Le pape Benoît XVI, le missel latin et les Juifs: un «non possumus»?

par le rabbin Rivon Krygier

Extrait de L’Arche n°598 (mars 2008)


En 1904, Théodore Herzl, qui tentait de faire valoir son idée d’un Foyer national juif, fut reçu au Vatican en audience officielle par le pape Pie X. C’est alors, raconte Herzl dans son Journal, que le pape lui asséna le fameux non possumus («nous ne pouvons»): «Les Juifs n’ont pas reconnu notre Seigneur, par conséquent nous ne pouvons reconnaître la nation juive!» Et d’ajouter que si les Juifs atteignaient en masse les côtes de la Palestine, les églises et les curés de la Terre sainte les attendraient pour les baptiser…

Toutes proportions gardées, le pape Benoît XVI vient-il de ranimer le spectre de la défiance entre Juifs et Chrétiens? C’est ce qu’il y a lieu de craindre, après les récentes précisions apportées par le Souverain Pontife au sujet du libellé de la prière du missel tridentin [1] pour le Vendredi saint.

Rappelons en grandes lignes l’historique de cette prière tristement célèbre. Pendant de nombreux siècles, la liturgie chrétienne du Vendredi saint était celle du pape Pie V (VIIe siècle), elle-même issue du code de Théodose (438). Elle disait en substance: «Dieu Tout-Puissant et éternel, Toi qui n’exclus pas même la perfidie [mécréance] juive de Ta miséricorde, exauce nos prières que nous T’adressons pour l’aveuglement de ce peuple. Afin qu’ayant reconnu la lumière de Ta vérité qui est le Christ, ils sortent de leurs ténèbres.»

Il aura fallu attendre le missel de 1962, instauré par le «bon pape» Jean XXIII, pour que la formule commence à s’adoucir: «Prions aussi pour les Juifs. Que le Seigneur notre Dieu fasse resplendir sur eux Sa face afin qu’ils reconnaissent, eux aussi, le Rédempteur de tous les hommes, Jésus-Christ, Notre Seigneur. Prions: Dieu éternel et Tout-Puissant, Toi qui fis alliance avec Abraham et sa descendance, écoute avec bonté les prières de Ton Église. Que le peuple racheté en premier puisse parvenir à la plénitude de la rédemption…» En parallèle, le missel latin de 1962 intercédait «pour les Juifs, afin que Dieu notre Seigneur enlève le voile qui couvre leurs cœurs» et, plus loin, les Juifs étaient encore qualifiés de «peuple aveugle».

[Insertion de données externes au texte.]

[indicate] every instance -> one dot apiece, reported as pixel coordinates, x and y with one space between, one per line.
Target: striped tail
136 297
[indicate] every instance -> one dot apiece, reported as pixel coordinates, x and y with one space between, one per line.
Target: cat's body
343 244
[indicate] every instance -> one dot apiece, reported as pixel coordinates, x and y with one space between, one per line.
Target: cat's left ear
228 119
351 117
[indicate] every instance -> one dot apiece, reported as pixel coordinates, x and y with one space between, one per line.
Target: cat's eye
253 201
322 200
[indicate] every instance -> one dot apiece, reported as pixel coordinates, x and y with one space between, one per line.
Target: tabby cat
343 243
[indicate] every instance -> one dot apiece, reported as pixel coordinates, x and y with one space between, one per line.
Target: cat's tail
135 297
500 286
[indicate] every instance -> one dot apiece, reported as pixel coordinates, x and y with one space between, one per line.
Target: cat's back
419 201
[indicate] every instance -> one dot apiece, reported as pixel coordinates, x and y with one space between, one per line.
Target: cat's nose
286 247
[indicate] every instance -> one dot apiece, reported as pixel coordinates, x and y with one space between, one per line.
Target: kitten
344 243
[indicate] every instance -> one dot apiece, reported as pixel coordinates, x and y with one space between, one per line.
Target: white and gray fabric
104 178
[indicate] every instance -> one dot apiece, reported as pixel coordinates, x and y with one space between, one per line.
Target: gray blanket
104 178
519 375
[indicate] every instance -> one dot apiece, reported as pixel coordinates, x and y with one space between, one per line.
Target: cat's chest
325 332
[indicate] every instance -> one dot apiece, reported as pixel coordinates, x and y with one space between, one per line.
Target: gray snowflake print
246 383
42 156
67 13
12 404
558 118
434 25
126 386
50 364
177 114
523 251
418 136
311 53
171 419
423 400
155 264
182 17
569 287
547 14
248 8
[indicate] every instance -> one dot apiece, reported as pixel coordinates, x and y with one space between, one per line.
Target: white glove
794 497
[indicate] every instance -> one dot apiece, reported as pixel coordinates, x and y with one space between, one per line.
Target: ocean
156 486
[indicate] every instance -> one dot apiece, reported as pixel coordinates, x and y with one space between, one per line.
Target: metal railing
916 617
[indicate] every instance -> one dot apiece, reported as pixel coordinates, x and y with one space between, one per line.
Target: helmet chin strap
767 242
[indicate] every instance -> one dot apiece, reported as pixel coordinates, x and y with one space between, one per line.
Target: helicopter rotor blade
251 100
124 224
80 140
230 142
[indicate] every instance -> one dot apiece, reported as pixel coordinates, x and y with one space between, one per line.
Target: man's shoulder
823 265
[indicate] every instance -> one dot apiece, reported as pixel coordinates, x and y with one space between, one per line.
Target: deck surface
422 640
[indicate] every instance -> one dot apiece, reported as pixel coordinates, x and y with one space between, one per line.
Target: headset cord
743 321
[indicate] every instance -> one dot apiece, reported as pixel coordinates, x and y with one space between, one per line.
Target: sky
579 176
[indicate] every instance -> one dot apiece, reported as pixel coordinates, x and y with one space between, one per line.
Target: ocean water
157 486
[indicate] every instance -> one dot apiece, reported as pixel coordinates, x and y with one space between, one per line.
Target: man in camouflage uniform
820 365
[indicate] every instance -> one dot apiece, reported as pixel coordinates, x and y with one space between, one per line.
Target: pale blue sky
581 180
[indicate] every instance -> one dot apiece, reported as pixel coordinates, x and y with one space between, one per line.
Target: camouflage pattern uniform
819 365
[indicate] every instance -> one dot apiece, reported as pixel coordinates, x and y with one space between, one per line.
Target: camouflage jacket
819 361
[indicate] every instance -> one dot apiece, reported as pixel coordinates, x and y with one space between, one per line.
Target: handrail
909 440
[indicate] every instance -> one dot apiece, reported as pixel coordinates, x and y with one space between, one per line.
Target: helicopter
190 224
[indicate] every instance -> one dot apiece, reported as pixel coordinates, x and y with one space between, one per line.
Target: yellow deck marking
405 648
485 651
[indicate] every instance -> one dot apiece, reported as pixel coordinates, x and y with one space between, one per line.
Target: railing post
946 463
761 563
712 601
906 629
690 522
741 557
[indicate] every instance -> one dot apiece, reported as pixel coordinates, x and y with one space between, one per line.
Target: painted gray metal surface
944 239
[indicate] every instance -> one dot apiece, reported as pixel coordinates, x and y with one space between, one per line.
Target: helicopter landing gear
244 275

La formidable mutation, respectueuse du judaïsme, advint en 1969 dans la foulée du concile Vatican II, suite à quoi la formule vernaculaire, seule autorisée, fut instaurée sous l’autorité de Paul VI: «Prions pour les Juifs à qui Dieu a parlé en premier, qu’ils progressent dans l’amour de Son Nom et la fidélité à Son alliance… Dieu éternel et tout-puissant, Toi qui as choisi Abraham et sa descendance pour en faire les fils de Ta promesse, conduis à la plénitude de la Rédemption le premier peuple de l’Alliance, comme Ton Église T’en supplie.»

Dans la tentative de rapatrier en son sein les intégristes catholiques réfractaires aux innovations de Vatican II, Jean-Paul II avait, dès 1984, autorisé que soit exceptionnellement toléré le recours au missel de langue latine de 1962, qui comprend l’invocation pour la conversion des Juifs. Or, suite à son Motu proprio de juillet 2007, le pape Benoît XVI a considérablement élargi les conditions pour que ce rite «extra-ordinaire» (marginal) soit utilisé, demandant aux évêques de répondre favorablement à ceux qui souhaiteraient le suivre, et le présentant comme «devant être honoré en raison de son usage vénérable et antique. Ces deux expressions de la lex orandi de l’Église n’induisent aucune division de la lex credendi de l’Église; ce sont en effet deux mises en œuvre de l’unique rite romain» (article 1).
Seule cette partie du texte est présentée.